Legendary fund manager Li Lu (who Charlie Munger backed) once said, ‘The biggest investment risk is not the volatility of prices, but whether you will suffer a permanent loss of capital.’ When we think about how risky a company is, we always like to look at its use of debt, since debt overload can lead to ruin. We can see that Albireo Pharma, Inc. (NASDAQ:ALBO) does use debt in its business. But the real question is whether this debt is making the company risky.
When Is Debt Dangerous?
Debt assists a business until the business has trouble paying it off, either with new capital or with free cash flow. If things get really bad, the lenders can take control of the business. However, a more common (but still painful) scenario is that it has to raise new equity capital at a low price, thus permanently diluting shareholders. Of course, the upside of debt is that it often represents cheap capital, especially when it replaces dilution in a company with the ability to reinvest at high rates of return. When we think about a company’s use of debt, we first look at cash and debt together.
What Is Albireo Pharma’s Net Debt?
You can click the graphic below for the historical numbers, but it shows that as of September 2021 Albireo Pharma had US$9.93m of debt, an increase on US$9.51m, over one year. But it also has US$262.6m in cash to offset that, meaning it has US$252.7m net cash.
How Healthy Is Albireo Pharma’s Balance Sheet?

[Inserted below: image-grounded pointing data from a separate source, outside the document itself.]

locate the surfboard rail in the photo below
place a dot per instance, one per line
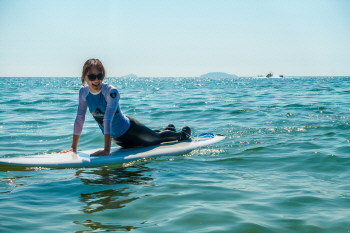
(117, 155)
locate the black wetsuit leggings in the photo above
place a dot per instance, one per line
(139, 135)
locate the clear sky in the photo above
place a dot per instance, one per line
(179, 38)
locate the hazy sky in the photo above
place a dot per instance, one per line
(175, 38)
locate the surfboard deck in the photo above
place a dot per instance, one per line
(117, 155)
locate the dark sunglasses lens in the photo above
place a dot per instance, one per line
(99, 76)
(92, 77)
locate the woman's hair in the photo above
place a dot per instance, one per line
(88, 65)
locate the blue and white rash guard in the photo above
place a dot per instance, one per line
(104, 107)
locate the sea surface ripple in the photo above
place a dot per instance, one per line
(284, 166)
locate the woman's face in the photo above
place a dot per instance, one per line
(95, 85)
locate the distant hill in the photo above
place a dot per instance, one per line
(218, 75)
(130, 76)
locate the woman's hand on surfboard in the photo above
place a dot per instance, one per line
(100, 153)
(68, 150)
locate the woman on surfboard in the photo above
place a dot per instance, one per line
(103, 102)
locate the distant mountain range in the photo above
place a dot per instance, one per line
(218, 75)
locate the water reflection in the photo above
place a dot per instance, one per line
(105, 227)
(112, 198)
(119, 184)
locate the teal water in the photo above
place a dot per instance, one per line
(284, 166)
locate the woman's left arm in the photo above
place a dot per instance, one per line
(112, 98)
(107, 148)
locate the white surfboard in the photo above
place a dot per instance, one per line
(117, 155)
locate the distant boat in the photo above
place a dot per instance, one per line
(269, 75)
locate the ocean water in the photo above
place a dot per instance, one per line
(284, 166)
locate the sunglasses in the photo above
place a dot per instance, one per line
(92, 77)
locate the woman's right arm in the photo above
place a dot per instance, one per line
(79, 122)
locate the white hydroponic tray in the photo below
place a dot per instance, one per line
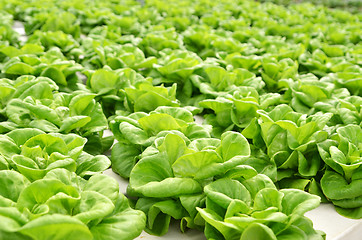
(324, 218)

The latest balance sheet data shows that Albireo Pharma had liabilities of US$33.1m due within a year, and liabilities of US$81.6m falling due after that. Offsetting this, it had US$262.6m in cash and US$1.31m in receivables that were due within 12 months. So it actually has US$149.2m more liquid assets than total liabilities.
This excess liquidity suggests that Albireo Pharma is taking a careful approach to debt. Given it has easily adequate short term liquidity, we don’t think it will have any issues with its lenders. Simply put, the fact that Albireo Pharma has more cash than debt is arguably a good indication that it can manage its debt safely. The balance sheet is clearly the area to focus on when you are analysing debt. But ultimately the future profitability of the business will decide if Albireo Pharma can strengthen its balance sheet over time.
In the last year Albireo Pharma had a loss before interest and tax, and actually shrunk its revenue by 10%, to US$11m. We would much prefer see growth.
So How Risky Is Albireo Pharma?
Statistically speaking companies that lose money are riskier than those that make money. And the fact is that over the last twelve months Albireo Pharma lost money at the earnings before interest and tax (EBIT) line. Indeed, in that time it burnt through US$122m of cash and made a loss of US$48m. However, it has net cash of US$252.7m, so it has a bit of time before it will need more capital. Even though its balance sheet seems sufficiently liquid, debt always makes us a little nervous if a company doesn’t produce free cash flow regularly. There’s no doubt that we learn most about debt from the balance sheet.